Now Marble Falls is running Timmerman’s version of the spread offense that has quarterbacks in the shotgun with a single running back standing next to him. There’s a H-back either behind the line or next to a tackle as the tight end. Three receivers also make up the formation.
Sophomore Crawford Mattox and senior Atreyu Machacek have been splitting time at quarterback. The Mustangs are in search of a new starting quarterback for the second year. But the coach pointed out that when one quarterback was sidelined because of an injury last season, the other stepped in and didn’t miss a beat. That’s because he had repped and trained every day as if he were starting.
“He was trained to do that,” he said.
In other words, the quarterback competition forced the two signal callers to learn the playbook and all that goes with that position, so when the other was needed, he was ready.
Aguilar, who is projected to start for the third year at running back, and Bielfeldt, who is the H-back and tight end, are expected to play.

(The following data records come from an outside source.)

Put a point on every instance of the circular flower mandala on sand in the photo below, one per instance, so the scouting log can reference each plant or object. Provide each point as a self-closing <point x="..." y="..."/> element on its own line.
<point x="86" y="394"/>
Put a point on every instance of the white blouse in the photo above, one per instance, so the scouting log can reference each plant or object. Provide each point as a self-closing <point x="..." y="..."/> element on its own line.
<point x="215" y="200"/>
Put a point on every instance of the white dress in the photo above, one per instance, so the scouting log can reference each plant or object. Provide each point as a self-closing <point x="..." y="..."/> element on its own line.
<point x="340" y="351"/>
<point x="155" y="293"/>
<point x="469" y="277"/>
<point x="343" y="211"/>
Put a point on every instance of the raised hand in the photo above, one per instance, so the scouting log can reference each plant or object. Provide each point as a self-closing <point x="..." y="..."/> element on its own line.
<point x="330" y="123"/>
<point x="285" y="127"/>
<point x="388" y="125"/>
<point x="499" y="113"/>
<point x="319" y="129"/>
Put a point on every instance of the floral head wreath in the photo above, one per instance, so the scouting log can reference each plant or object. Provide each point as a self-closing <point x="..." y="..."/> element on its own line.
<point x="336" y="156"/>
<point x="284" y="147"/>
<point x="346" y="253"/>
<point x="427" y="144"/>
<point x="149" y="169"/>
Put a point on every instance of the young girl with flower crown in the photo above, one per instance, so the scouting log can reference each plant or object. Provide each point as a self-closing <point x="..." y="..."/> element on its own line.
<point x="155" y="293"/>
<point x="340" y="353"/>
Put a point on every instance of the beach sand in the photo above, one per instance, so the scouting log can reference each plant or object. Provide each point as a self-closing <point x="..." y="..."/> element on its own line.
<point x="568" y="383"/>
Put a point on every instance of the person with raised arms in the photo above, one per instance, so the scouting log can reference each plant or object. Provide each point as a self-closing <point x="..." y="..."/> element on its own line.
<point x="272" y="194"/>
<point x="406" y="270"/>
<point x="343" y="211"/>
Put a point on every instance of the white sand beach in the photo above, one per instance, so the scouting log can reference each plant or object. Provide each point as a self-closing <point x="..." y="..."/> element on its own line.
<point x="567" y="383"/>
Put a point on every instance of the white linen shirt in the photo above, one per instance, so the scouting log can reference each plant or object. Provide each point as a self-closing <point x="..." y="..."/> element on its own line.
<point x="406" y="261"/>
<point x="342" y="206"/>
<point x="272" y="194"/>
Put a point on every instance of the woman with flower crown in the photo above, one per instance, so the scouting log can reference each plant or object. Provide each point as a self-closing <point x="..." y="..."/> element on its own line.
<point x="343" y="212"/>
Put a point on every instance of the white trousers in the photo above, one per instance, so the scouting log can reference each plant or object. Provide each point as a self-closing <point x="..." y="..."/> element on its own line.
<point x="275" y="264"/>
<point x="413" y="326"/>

Meanwhile Doak Timmerman has spent the majority of the summer at linebacker but will enter as a running back.
The coach added the freshmen and junior varsity also are performing well, pointing out those players are showing their retention of the playbook, too.
“We’re building and working a lot of singular plays,” he said. “We’re building up what we have. The kids are working very hard. They’re running out there holding their own.”
The junior varsity serves as the scout team for the varsity and those players are getting that job done, he said.
“It’s been a good week and a good end of the week,” he said.
During the scrimmage, fans can donate to the “Our Day to Shine” benevolence fund benefitting by the Texas High School Coaches Education Foundation. It assists student-athletes and hardship cases. Marble Falls participated in the fundraiser for the first time in 2018. One month later student Maribel Nikole Enriquez was in a car accident on Texas 71 and died. Because Marble Falls raised money and donated to the fund, the foundation made a contribution to the Enriquez family.